A simple solution to a series of broken promises was delivering a barrel of beer to the nudist camp annual picnic. He hadn’t meant to be a flake and disappoint his girlfriend by promising to take her to multiple naked events, then not coming through, but his fear of people seeing his tiny penis kept him canceling at the last moment. At least by providing the beer for the gathering he showed he cared about her even if he wasn’t there.
When they’d first started dating he had no clue she was a nudist and that the foundation of a good relationship for her was based on baring all at public outings. Now that he had to accept the fact that she’d be out showing off her body while he massacred aliens on his video game he realized that opposites can indeed attract. He was actually amazed that she stuck with him but figured his being super rich had to have something to do with it. Every woman he dated had their agenda and this one didn’t spend thousands on clothes or mind his being obsessed with gaming, so things could be and had been worse. Finding love in the modern world was a complex minefield to traverse, what with political correctness, emotional sensitivity, and gender equality. Not that he wanted a me Tarzan, you Jane kind of relationship, but someone that liked to bake brownies and loved to play VR games would be fun to be with.
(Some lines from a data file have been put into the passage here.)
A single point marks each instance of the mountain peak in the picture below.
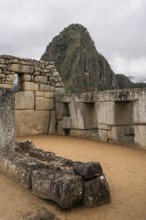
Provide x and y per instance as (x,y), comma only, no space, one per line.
(81,67)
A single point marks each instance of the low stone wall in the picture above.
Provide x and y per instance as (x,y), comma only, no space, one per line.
(38,82)
(116,116)
(7,118)
(61,180)
(41,107)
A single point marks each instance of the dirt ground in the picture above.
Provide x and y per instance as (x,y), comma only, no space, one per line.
(124,168)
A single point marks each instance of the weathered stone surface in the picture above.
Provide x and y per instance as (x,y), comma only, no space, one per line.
(59,110)
(19,167)
(7,113)
(10,78)
(19,68)
(44,103)
(45,88)
(121,134)
(45,94)
(88,170)
(139,111)
(53,122)
(60,166)
(26,78)
(24,100)
(40,214)
(96,192)
(66,122)
(105,112)
(59,91)
(41,79)
(49,95)
(38,154)
(29,86)
(24,147)
(30,122)
(60,128)
(65,190)
(6,86)
(76,115)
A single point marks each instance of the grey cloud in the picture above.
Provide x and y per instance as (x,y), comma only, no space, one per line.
(117,28)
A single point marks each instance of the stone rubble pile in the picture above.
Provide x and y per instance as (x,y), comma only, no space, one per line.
(66,182)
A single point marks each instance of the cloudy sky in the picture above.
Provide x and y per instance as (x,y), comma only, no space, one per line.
(118,28)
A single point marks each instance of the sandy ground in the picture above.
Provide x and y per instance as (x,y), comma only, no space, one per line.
(124,168)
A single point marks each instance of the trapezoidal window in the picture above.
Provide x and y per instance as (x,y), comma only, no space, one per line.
(123,112)
(90,116)
(17,82)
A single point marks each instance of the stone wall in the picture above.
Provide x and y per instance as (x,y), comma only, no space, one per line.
(116,116)
(38,83)
(7,112)
(41,107)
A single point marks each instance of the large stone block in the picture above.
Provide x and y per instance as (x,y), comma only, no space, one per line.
(139,111)
(76,114)
(19,68)
(29,86)
(42,103)
(121,135)
(24,100)
(26,78)
(65,190)
(96,192)
(7,115)
(31,122)
(53,122)
(60,128)
(44,88)
(7,86)
(49,95)
(59,110)
(19,167)
(41,79)
(66,122)
(105,112)
(88,171)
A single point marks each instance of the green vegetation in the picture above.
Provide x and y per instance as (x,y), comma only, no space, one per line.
(81,67)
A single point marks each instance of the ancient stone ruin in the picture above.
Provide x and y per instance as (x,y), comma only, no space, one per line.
(68,183)
(42,107)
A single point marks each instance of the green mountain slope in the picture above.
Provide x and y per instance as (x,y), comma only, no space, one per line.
(81,67)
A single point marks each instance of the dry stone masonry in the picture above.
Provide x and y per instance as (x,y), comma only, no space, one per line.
(41,107)
(68,183)
(7,111)
(38,83)
(115,116)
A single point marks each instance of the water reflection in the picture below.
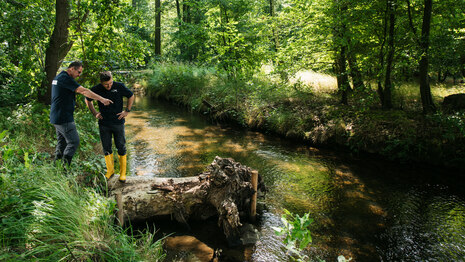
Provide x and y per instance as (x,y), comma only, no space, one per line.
(363,208)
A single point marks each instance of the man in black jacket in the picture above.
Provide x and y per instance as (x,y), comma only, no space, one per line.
(111,120)
(64,89)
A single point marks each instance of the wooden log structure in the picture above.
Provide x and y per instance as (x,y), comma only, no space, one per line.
(224,190)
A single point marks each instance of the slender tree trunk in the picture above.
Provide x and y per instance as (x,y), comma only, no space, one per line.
(158,27)
(387,95)
(57,49)
(341,53)
(425,90)
(273,26)
(357,79)
(342,76)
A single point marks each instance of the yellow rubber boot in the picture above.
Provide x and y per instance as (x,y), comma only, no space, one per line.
(122,168)
(110,166)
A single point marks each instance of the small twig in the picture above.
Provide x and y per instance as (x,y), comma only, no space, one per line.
(69,250)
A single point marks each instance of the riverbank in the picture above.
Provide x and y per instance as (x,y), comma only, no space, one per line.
(52,213)
(311,113)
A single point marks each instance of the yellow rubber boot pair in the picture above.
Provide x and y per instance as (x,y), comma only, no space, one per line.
(122,168)
(110,166)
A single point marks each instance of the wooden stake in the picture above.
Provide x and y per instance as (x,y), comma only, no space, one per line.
(253,201)
(119,203)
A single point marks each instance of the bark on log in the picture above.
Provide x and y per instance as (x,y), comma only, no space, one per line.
(225,190)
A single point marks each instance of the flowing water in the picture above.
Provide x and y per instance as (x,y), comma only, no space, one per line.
(364,209)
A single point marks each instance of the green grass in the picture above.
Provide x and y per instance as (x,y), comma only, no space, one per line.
(307,108)
(48,213)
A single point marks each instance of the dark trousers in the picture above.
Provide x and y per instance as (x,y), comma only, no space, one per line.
(68,141)
(116,131)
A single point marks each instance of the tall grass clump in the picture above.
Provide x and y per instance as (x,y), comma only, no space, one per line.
(181,83)
(46,212)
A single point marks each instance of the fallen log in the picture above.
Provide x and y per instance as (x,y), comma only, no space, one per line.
(224,190)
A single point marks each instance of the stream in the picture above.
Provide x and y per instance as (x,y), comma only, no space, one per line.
(363,208)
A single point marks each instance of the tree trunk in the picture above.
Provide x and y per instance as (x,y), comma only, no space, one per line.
(57,49)
(342,77)
(425,90)
(387,95)
(357,80)
(158,27)
(225,190)
(273,26)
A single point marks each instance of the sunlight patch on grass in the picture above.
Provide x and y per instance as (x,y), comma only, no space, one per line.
(318,81)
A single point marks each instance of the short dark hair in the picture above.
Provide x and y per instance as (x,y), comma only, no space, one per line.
(75,64)
(105,76)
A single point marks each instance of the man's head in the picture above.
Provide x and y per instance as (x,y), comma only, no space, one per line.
(106,79)
(75,69)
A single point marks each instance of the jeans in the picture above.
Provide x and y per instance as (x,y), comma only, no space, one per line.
(68,141)
(117,131)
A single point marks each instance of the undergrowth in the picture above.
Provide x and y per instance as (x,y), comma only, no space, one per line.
(314,115)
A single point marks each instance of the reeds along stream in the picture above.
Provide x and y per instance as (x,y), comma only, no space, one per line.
(363,208)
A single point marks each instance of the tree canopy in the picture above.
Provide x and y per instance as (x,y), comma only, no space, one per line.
(359,42)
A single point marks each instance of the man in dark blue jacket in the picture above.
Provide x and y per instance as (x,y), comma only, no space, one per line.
(111,120)
(64,89)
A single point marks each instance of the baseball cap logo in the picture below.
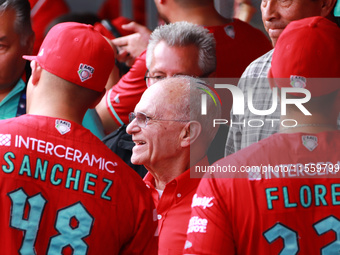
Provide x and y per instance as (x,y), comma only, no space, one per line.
(85,72)
(41,53)
(297,81)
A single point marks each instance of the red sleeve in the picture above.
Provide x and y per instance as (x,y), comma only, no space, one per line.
(123,97)
(208,231)
(144,239)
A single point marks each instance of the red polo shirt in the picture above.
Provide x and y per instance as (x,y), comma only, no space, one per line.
(174,209)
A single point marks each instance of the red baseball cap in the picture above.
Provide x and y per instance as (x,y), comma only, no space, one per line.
(307,55)
(77,53)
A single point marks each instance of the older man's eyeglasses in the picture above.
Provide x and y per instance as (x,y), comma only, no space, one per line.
(142,119)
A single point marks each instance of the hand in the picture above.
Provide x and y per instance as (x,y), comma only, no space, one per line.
(131,46)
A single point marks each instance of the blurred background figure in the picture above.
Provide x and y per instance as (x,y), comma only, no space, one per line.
(42,13)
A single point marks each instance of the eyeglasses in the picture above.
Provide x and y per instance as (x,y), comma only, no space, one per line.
(142,119)
(152,79)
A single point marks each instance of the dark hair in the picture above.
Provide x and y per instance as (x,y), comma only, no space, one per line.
(22,9)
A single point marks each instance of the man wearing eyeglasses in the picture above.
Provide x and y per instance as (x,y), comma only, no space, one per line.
(171,136)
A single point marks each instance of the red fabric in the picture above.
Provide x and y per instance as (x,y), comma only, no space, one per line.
(123,97)
(251,215)
(43,15)
(233,56)
(105,208)
(111,10)
(174,208)
(296,47)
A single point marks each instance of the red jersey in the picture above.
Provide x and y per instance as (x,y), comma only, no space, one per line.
(62,191)
(43,12)
(237,45)
(122,98)
(289,205)
(174,210)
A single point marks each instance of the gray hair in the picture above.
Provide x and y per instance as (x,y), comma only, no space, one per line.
(188,102)
(22,23)
(181,34)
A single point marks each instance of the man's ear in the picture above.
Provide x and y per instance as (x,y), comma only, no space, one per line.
(36,72)
(327,7)
(190,133)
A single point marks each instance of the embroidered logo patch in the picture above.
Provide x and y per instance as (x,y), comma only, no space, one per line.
(85,72)
(62,126)
(298,81)
(5,140)
(310,142)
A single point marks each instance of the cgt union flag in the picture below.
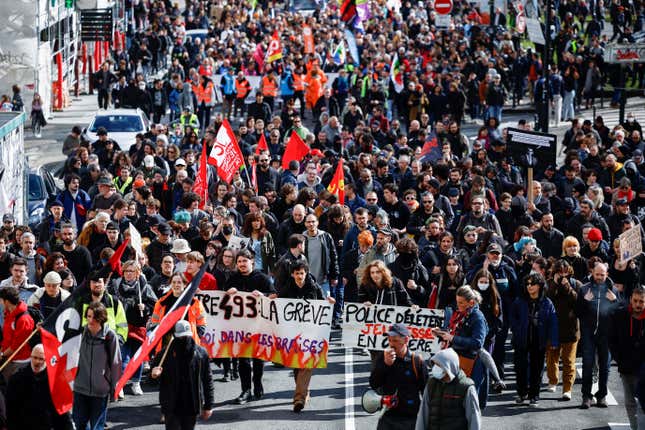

Especially since he liked to do housework and putter in the garden when he wasn’t busy running his ride share empire.
There were times he wished he’d been given a muscular babe magnet body but wondered if the trade off would have been not having a clue about making money. At least being rich allowed him to travel and live a lifestyle that was generally carefree, and maybe having a tiny penis increased the blood flow to his brain. But it still would have been nice to have the option of running naked through the woods with his girlfriend on days like this. Hopefully, the picnickers would enjoy the beer and she’d bring home a grilled hot dog and some potato salad.
He got so distracted by thinking about what he could be doing that the aliens almost overran the outpost he’d built on Mars so he had to get a good grip on the controls and vaporize them before things got out of hand. While doing that the doorbell rang. He wasn’t expecting anyone so he almost didn’t answer but in the end he was glad he did. A door to door salesman carrying a brown leather satchel greeted him with a smile.
“Good afternoon, sir,” he said. “I represent the Mega Jumbo penis enhancer company. Could I interest you in taking a look at our new product line?”
Suddenly, it didn’t matter if the aliens took over the entire galaxy. If he could go to the next year’s nude picnic and drink beer with his girlfriend she might take an interest in learning how to play games, and their relationship could flourish.
“Why yes,” he replied. “I think I would. Please come in.”